W4 XML Parser

 

 

 

(c) Carlos Viegas Damásio, July 2003

 

Description
This software package implements a non-validating parser entirely written in Prolog, almost conformant with the W3C recommendations (we deviate from XML 1.0 by failing in non-standalone documents making use of of non-declared entities). It completely supports XML Namespaces and the internal representation produced respects the guidelines of XML Info Sets. The parser treats XML Base and resolves relative references.

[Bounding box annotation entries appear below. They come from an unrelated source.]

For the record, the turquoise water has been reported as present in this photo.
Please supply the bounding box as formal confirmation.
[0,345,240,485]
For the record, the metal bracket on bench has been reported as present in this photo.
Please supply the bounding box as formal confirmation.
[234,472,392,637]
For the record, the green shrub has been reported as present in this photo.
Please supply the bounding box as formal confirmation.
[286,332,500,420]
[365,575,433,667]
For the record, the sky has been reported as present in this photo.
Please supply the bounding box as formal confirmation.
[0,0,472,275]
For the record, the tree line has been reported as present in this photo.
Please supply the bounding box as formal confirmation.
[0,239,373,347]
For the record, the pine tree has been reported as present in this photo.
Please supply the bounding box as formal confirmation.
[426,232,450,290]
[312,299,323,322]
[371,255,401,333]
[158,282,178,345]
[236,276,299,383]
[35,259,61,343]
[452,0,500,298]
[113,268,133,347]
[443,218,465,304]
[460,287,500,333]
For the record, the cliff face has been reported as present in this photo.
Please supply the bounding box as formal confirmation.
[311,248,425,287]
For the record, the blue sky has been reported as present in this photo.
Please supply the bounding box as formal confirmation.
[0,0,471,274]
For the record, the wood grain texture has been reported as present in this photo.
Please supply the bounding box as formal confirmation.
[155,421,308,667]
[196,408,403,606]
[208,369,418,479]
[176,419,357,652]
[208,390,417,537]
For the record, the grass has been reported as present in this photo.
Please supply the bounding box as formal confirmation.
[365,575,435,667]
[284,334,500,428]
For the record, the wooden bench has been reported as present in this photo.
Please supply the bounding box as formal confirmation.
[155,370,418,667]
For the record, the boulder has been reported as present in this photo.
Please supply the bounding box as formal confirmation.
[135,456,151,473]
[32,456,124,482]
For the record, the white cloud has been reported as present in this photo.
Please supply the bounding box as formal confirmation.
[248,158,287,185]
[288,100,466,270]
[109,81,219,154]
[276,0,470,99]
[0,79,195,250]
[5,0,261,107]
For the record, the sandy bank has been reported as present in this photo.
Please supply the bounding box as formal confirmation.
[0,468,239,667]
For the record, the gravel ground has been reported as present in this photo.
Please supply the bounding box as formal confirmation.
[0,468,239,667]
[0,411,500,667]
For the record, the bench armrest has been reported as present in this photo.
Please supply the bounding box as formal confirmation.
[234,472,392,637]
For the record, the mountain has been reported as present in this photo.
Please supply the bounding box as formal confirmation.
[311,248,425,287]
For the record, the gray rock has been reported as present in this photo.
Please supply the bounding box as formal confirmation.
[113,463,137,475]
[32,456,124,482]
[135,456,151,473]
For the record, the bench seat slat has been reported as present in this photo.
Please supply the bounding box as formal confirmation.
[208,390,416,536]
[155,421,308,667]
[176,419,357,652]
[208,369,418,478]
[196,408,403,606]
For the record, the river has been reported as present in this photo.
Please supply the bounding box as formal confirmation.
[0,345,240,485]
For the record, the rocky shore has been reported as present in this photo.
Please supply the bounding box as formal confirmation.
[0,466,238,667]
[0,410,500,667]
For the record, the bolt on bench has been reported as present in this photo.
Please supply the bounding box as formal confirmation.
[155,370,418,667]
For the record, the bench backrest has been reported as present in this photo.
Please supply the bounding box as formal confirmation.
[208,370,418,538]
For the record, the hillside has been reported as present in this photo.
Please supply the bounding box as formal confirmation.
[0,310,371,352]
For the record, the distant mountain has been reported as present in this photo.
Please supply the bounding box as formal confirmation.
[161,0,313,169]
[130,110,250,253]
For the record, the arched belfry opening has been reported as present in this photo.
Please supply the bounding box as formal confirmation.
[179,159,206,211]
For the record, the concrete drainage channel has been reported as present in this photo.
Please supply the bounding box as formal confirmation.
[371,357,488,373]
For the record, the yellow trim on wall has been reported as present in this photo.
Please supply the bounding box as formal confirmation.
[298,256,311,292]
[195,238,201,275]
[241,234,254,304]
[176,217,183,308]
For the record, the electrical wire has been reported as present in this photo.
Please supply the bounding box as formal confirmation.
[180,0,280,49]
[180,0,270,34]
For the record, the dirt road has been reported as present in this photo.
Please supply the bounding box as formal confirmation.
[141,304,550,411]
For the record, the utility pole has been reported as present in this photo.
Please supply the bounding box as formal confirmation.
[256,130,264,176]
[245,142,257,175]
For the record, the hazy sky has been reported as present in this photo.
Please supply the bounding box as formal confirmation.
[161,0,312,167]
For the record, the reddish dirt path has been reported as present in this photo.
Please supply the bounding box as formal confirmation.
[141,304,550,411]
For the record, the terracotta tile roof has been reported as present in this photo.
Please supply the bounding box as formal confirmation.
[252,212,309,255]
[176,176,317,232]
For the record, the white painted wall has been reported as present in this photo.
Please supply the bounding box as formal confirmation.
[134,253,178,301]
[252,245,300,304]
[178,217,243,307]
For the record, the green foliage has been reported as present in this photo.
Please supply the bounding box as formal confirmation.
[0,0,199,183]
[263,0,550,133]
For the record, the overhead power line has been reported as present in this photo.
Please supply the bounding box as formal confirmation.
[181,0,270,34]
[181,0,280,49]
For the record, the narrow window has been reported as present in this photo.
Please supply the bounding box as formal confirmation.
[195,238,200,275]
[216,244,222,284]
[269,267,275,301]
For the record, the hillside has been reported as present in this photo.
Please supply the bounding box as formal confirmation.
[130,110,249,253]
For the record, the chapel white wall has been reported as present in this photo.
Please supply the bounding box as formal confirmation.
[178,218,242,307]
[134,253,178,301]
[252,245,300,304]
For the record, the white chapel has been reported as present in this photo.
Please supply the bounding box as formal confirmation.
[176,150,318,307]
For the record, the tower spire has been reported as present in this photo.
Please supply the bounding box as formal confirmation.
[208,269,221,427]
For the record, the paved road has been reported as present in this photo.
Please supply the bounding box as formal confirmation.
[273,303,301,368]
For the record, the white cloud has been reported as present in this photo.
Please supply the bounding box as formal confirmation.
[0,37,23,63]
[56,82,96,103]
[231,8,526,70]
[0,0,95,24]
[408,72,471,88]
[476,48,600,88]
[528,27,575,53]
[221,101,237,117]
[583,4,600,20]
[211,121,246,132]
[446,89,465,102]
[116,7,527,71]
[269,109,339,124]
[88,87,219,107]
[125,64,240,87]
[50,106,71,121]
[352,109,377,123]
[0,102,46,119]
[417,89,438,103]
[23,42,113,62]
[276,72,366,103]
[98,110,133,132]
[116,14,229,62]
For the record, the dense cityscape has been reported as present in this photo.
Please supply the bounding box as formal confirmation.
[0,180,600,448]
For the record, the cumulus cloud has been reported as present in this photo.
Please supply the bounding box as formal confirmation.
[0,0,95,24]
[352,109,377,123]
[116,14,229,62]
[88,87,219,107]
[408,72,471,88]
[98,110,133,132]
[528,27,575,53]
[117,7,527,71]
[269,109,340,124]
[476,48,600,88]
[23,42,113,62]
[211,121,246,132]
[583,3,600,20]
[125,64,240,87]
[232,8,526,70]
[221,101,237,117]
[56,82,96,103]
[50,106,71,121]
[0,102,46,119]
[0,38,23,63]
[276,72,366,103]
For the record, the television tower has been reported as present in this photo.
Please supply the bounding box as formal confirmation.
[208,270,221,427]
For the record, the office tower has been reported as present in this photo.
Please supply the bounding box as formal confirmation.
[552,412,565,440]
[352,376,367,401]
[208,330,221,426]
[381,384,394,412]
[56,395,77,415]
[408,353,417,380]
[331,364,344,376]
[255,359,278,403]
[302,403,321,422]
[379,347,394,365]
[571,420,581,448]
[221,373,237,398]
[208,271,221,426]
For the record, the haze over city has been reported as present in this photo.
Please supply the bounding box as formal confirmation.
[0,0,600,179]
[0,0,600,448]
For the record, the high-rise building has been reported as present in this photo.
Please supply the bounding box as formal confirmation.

The main goal of this library is to provide a robust, portable, and fully conformant tool for the development of advanced Semantic Web applications. In can be one order of magnitude slower than other existing Prolog parsers, whcih are not conformant to W3C recommendations (for instance, do not recognize Unicode neither do treat XML Base attributes). It is in our long term objectives to provide low-level implementation of this tool. If efficiency is desired, we give some hints in order to obtain better behaviour.

Internal DTDs are parsed and a Prolog representation is also produced. Default attributes declared in the DTD are automatically placed in the XML term representation. Furthermore, internal entities are expanded as well as parameter entities. Normalization of attribute values and  whitespace elimination is also properly done.
The following encodings are currently recognized: US-ASCII, UTF-8, UTF-16, UTF-16LE, UTF-16BE, and ISO-8859-1.

The package was developed for XSB Prolog 2.5, but porting to other Prolog systems is foreseen.

 

Download and Installation

The W4 XML Parser Library distribution contains the following XSB Prolog source files:

  • The file containing the main XML parser predicates (xml.P)
  • The XML parser (xmlparser.H and xmlparser.P), automaticaly produced by our Lookup Definite Clause Grammar generator, with lookahead information.
  • The Document Object Model (xmldom.H and xmldom.P) with the predicates for constructing the Prolog representation of XML documents.
  • A translator to the compact representation of XML in Prolog (xml2termns.P), with Namespace support.
  • The I/O stream support predicates (iostream.P and utf.P).
  • Several utility predicates (utilities.P) and specific XSB Prolog builtins (builtins.P) which might be changed to port to other Prolog systems.
  • Support of IRIs (iri.P and iriparse.P).

You can also find some files with extension .G, whcih are the original source files to generate the XML Parser.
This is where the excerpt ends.